From: Rafael J. Wysocki on
On Tuesday 25 May 2010, Rafael J. Wysocki wrote:
> Hi,
>
> Recent -git kernels crash for me quite often during boot, reporting that kernel
> paging request could not be satisfied at load_module+0x18e4, which
> corresponds to line 2483 of kernel/module.c for the kernel in question (however
> the same call trace says IP is at precpu_modfree+0x1 at the moment of the
> crash, which seems to point to line 2481 of the same file). It doesn't happen
> every time, but it does happen often enough to be annoying and the call
> trace is always exactly the same.
>
> I'm going to revert post-2.6.34 commits that touch kernel/module.c directly
> and see what happens.

I'm not able to reproduce the issue with the following commit reverted:

commit 480b02df3aa9f07d1c7df0cd8be7a5ca73893455
Author: Rusty Russell <rusty(a)rustcorp.com.au>
Date: Wed May 19 17:33:39 2010 -0600

module: drop the lock while waiting for module to complete initialization.

Thanks,
Rafael
--
To unsubscribe from this list: send the line "unsubscribe linux-kernel" in
the body of a message to majordomo(a)vger.kernel.org
More majordomo info at http://vger.kernel.org/majordomo-info.html
Please read the FAQ at http://www.tux.org/lkml/
From: Linus Torvalds on


On Wed, 26 May 2010, Rafael J. Wysocki wrote:
>
> I'm not able to reproduce the issue with the following commit reverted:
>
> commit 480b02df3aa9f07d1c7df0cd8be7a5ca73893455
> Author: Rusty Russell <rusty(a)rustcorp.com.au>
> Date: Wed May 19 17:33:39 2010 -0600
>
> module: drop the lock while waiting for module to complete initialization.

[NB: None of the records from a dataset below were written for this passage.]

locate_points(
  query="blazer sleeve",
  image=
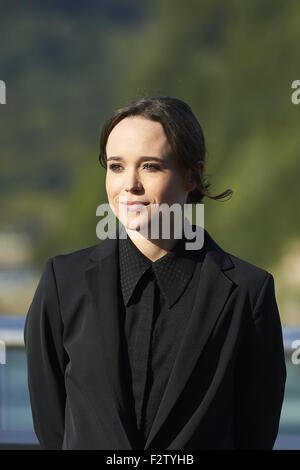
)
(46, 360)
(260, 374)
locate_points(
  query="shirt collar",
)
(173, 271)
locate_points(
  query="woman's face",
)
(140, 167)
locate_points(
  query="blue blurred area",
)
(16, 425)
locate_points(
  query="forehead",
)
(137, 134)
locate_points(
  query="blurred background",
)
(68, 65)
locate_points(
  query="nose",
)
(133, 183)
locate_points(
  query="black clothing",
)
(158, 298)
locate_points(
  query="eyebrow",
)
(141, 159)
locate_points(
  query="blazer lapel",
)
(213, 292)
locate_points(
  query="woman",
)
(139, 342)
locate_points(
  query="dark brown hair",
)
(183, 132)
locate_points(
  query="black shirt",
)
(158, 299)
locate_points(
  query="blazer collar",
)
(102, 276)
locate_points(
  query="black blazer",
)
(227, 384)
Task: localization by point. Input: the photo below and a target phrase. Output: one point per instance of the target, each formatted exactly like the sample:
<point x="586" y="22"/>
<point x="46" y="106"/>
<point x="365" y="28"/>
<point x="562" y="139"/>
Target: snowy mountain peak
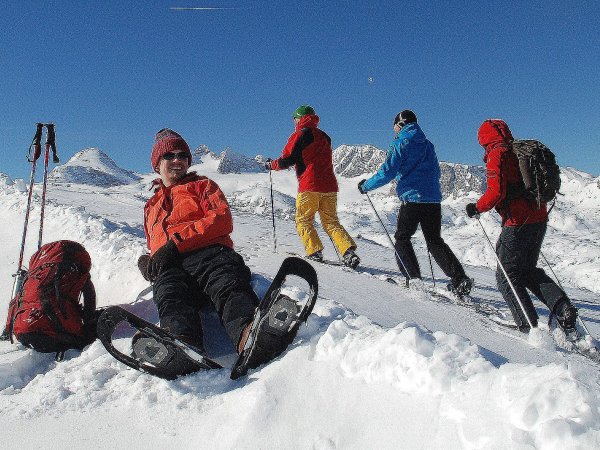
<point x="354" y="160"/>
<point x="94" y="167"/>
<point x="229" y="161"/>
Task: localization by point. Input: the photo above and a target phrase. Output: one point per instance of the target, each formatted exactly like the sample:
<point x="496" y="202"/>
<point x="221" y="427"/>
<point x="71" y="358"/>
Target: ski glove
<point x="164" y="258"/>
<point x="360" y="189"/>
<point x="143" y="264"/>
<point x="472" y="210"/>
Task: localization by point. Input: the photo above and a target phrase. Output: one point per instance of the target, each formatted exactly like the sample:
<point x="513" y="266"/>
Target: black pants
<point x="518" y="249"/>
<point x="216" y="274"/>
<point x="429" y="216"/>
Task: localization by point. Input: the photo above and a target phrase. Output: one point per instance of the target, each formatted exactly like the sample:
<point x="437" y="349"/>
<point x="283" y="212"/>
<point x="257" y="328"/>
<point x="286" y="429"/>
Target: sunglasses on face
<point x="170" y="156"/>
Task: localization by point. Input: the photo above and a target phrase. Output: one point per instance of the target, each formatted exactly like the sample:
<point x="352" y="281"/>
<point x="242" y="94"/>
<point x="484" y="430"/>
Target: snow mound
<point x="257" y="200"/>
<point x="228" y="161"/>
<point x="93" y="167"/>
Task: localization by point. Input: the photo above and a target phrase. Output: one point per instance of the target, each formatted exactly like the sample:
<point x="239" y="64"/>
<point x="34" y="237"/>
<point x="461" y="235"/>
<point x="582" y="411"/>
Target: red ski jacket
<point x="504" y="178"/>
<point x="309" y="149"/>
<point x="193" y="213"/>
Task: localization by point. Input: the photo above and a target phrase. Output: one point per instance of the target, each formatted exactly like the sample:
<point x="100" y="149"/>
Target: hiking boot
<point x="351" y="259"/>
<point x="268" y="335"/>
<point x="566" y="315"/>
<point x="462" y="287"/>
<point x="316" y="256"/>
<point x="244" y="337"/>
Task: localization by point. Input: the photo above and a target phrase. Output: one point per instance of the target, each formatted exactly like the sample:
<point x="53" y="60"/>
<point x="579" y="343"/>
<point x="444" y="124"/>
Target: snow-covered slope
<point x="377" y="366"/>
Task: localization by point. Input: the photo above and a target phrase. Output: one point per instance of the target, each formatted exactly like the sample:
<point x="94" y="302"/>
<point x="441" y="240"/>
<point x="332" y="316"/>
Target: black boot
<point x="566" y="315"/>
<point x="462" y="287"/>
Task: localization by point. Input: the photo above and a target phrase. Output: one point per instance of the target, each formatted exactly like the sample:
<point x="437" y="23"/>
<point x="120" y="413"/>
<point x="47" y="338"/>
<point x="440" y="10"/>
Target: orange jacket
<point x="193" y="213"/>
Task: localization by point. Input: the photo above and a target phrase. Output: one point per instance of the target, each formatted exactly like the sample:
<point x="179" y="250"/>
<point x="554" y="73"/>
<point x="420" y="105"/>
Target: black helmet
<point x="404" y="117"/>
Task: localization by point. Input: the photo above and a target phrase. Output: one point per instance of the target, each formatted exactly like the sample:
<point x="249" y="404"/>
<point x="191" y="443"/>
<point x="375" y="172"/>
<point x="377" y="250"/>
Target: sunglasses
<point x="179" y="155"/>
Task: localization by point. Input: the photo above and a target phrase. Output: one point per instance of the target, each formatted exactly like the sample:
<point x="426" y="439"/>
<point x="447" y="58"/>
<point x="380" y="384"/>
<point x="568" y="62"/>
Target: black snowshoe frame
<point x="171" y="357"/>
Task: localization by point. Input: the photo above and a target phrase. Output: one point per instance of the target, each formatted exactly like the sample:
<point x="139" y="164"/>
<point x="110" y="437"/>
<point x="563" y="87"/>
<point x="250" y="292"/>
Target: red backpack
<point x="46" y="314"/>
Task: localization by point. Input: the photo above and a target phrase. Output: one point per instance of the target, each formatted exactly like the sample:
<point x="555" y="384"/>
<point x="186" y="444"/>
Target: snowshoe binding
<point x="155" y="350"/>
<point x="351" y="259"/>
<point x="461" y="288"/>
<point x="277" y="318"/>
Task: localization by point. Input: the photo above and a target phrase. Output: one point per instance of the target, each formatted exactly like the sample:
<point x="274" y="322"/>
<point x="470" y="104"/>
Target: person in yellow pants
<point x="307" y="206"/>
<point x="309" y="150"/>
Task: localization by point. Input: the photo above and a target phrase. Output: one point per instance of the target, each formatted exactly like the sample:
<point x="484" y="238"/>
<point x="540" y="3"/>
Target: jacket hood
<point x="308" y="121"/>
<point x="413" y="132"/>
<point x="494" y="131"/>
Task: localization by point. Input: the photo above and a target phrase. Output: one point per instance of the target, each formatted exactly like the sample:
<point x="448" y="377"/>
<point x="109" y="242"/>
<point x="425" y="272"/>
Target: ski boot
<point x="351" y="259"/>
<point x="566" y="316"/>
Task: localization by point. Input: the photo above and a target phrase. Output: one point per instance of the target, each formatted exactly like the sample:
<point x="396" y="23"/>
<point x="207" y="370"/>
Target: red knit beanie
<point x="165" y="141"/>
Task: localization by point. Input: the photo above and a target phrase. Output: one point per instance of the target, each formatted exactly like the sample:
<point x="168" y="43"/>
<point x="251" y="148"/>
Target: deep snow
<point x="377" y="366"/>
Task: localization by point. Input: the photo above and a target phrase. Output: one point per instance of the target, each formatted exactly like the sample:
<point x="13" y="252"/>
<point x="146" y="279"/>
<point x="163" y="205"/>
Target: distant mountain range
<point x="93" y="167"/>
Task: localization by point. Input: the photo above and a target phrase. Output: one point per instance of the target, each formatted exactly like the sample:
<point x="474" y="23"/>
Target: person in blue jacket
<point x="412" y="161"/>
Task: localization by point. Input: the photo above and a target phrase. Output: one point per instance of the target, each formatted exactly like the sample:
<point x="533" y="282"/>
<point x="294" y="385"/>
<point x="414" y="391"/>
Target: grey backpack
<point x="540" y="173"/>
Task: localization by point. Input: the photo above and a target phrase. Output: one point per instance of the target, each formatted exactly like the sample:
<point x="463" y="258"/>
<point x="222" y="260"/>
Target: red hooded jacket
<point x="504" y="178"/>
<point x="309" y="149"/>
<point x="193" y="213"/>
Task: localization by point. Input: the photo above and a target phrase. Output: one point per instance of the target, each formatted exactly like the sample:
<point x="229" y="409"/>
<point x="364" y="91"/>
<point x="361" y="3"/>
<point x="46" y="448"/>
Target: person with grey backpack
<point x="521" y="203"/>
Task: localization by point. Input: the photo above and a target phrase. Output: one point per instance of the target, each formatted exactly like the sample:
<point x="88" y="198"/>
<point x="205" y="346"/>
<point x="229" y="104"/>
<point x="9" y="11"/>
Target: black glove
<point x="360" y="189"/>
<point x="472" y="210"/>
<point x="143" y="265"/>
<point x="164" y="258"/>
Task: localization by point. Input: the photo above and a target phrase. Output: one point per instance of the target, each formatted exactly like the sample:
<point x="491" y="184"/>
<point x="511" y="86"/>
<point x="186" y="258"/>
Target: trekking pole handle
<point x="36" y="143"/>
<point x="512" y="287"/>
<point x="51" y="141"/>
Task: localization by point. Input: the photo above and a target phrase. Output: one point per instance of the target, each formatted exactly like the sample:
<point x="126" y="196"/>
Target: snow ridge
<point x="93" y="167"/>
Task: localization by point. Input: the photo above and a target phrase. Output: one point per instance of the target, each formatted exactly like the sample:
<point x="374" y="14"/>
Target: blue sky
<point x="110" y="74"/>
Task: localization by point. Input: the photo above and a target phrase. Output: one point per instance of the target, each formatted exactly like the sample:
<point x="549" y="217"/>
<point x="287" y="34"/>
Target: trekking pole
<point x="50" y="144"/>
<point x="36" y="143"/>
<point x="406" y="274"/>
<point x="273" y="213"/>
<point x="551" y="270"/>
<point x="431" y="265"/>
<point x="512" y="287"/>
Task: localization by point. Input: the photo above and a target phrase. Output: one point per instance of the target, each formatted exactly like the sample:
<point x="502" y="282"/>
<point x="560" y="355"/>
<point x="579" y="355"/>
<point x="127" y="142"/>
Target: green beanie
<point x="303" y="110"/>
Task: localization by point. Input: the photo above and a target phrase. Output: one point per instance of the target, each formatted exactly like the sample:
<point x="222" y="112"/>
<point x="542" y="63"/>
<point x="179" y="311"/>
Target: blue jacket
<point x="412" y="161"/>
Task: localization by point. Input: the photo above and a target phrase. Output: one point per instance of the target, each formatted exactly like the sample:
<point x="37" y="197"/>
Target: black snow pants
<point x="216" y="274"/>
<point x="429" y="216"/>
<point x="518" y="249"/>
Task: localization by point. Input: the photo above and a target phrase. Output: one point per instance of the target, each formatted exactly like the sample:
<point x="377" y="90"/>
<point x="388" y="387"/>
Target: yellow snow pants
<point x="307" y="205"/>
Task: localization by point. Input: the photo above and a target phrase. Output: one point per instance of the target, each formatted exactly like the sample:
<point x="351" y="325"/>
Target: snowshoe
<point x="277" y="318"/>
<point x="155" y="350"/>
<point x="462" y="287"/>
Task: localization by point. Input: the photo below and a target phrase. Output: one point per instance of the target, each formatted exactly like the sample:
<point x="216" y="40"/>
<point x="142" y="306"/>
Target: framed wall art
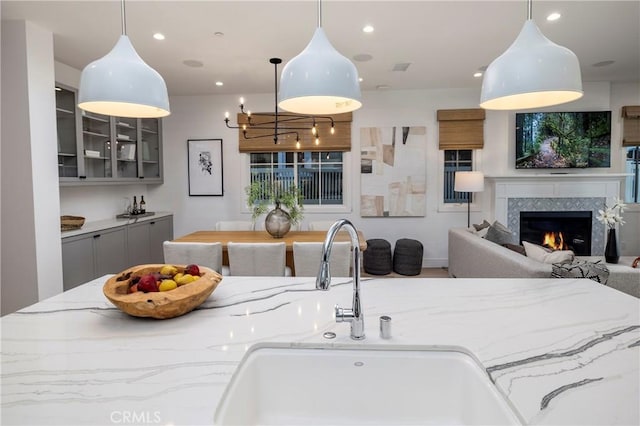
<point x="205" y="167"/>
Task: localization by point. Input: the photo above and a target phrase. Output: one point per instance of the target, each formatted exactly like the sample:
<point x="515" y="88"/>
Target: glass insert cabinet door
<point x="150" y="147"/>
<point x="96" y="138"/>
<point x="126" y="136"/>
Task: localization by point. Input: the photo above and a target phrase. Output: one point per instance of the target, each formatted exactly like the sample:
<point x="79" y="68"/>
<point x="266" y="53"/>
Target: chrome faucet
<point x="323" y="280"/>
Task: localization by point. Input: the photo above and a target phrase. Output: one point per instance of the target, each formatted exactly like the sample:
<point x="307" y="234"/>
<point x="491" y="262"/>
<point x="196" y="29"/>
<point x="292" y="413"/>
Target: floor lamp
<point x="469" y="182"/>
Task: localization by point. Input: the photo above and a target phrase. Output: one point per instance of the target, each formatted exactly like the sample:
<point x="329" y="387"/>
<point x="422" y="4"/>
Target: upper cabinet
<point x="100" y="149"/>
<point x="66" y="119"/>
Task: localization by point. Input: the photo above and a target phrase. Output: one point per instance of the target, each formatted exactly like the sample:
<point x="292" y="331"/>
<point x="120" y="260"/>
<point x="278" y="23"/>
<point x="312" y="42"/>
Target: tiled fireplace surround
<point x="555" y="192"/>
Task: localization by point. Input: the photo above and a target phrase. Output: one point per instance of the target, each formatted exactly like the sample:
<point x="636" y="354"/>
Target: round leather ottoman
<point x="377" y="257"/>
<point x="407" y="257"/>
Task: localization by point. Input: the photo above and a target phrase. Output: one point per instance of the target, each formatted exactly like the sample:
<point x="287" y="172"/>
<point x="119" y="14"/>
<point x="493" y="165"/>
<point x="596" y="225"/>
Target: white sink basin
<point x="357" y="386"/>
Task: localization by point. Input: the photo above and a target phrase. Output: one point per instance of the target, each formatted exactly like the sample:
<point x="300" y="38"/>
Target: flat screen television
<point x="563" y="140"/>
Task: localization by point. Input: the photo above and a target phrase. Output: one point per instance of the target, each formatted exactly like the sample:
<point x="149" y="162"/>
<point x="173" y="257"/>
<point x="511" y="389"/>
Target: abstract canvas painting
<point x="205" y="167"/>
<point x="393" y="171"/>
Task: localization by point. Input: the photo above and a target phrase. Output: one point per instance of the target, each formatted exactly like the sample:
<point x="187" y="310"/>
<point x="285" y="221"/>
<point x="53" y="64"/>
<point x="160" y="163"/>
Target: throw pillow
<point x="499" y="234"/>
<point x="544" y="255"/>
<point x="516" y="248"/>
<point x="581" y="269"/>
<point x="483" y="232"/>
<point x="481" y="226"/>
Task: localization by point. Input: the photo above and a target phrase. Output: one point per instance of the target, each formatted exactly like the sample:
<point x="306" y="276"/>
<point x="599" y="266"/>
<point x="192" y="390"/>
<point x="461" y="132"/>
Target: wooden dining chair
<point x="203" y="254"/>
<point x="307" y="257"/>
<point x="257" y="259"/>
<point x="234" y="225"/>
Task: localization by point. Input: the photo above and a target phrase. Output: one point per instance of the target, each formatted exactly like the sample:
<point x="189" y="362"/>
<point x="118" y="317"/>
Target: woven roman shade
<point x="339" y="141"/>
<point x="461" y="128"/>
<point x="631" y="125"/>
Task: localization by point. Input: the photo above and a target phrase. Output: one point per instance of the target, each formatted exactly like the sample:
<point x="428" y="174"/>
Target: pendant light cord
<point x="275" y="79"/>
<point x="124" y="21"/>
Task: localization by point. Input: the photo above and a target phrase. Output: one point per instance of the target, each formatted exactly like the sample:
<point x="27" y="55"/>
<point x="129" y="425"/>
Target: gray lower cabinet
<point x="109" y="251"/>
<point x="88" y="256"/>
<point x="145" y="240"/>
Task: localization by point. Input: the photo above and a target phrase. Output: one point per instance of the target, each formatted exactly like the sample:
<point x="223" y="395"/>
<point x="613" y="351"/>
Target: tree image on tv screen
<point x="563" y="140"/>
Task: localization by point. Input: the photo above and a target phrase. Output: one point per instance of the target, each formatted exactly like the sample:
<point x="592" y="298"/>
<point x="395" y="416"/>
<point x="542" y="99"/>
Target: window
<point x="319" y="175"/>
<point x="632" y="166"/>
<point x="455" y="160"/>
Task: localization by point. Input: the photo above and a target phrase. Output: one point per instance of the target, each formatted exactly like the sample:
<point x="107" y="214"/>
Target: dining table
<point x="224" y="237"/>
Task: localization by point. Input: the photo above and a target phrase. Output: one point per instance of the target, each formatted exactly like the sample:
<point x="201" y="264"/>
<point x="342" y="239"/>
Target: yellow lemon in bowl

Hmm. That does seem to be buggy. We can't just drop and re-take the lock:
that may make sense _internally_ as far as resolve_symbol() itself is
concerned, but the caller will its own local variables, and some of those
will no longer be valid if the lock was dropped.

That commit also changes the return value semantics of "use_module()",
which is an exported interface where the only users seem to be
out-of-kernel (the only in-kernel use is in kernel/module.c itself). That
seems like a really really bad idea too.

So I think reverting it is definitely the right thing to do. The commit
seems fundamentally broken. And having modules do request_module() in
their init functions has always been invalid anyway, so that excuse
doesn't really seem to be a reason to do anything crazy like this either.

Rewriting the logic to
- not drop the lock
- not change the return semantics of an exported interface
- just make 'resolve_symbol()' fail if the module isn't fully loaded
would seem to be a more reasonable approach, no?

Linus
--
To unsubscribe from this list: send the line "unsubscribe linux-kernel" in
the body of a message to majordomo(a)vger.kernel.org
More majordomo info at http://vger.kernel.org/majordomo-info.html
Please read the FAQ at http://www.tux.org/lkml/
From: Rusty Russell on
On Wed, 26 May 2010 09:17:32 am Linus Torvalds wrote:
>
> On Wed, 26 May 2010, Rafael J. Wysocki wrote:
> >
> > I'm not able to reproduce the issue with the following commit reverted:
> >
> > commit 480b02df3aa9f07d1c7df0cd8be7a5ca73893455
> > Author: Rusty Russell <rusty(a)rustcorp.com.au>
> > Date: Wed May 19 17:33:39 2010 -0600
> >
> > module: drop the lock while waiting for module to complete initialization.
>
> Hmm. That does seem to be buggy. We can't just drop and re-take the lock:
> that may make sense _internally_ as far as resolve_symbol() itself is
> concerned, but the caller will its own local variables, and some of those
> will no longer be valid if the lock was dropped.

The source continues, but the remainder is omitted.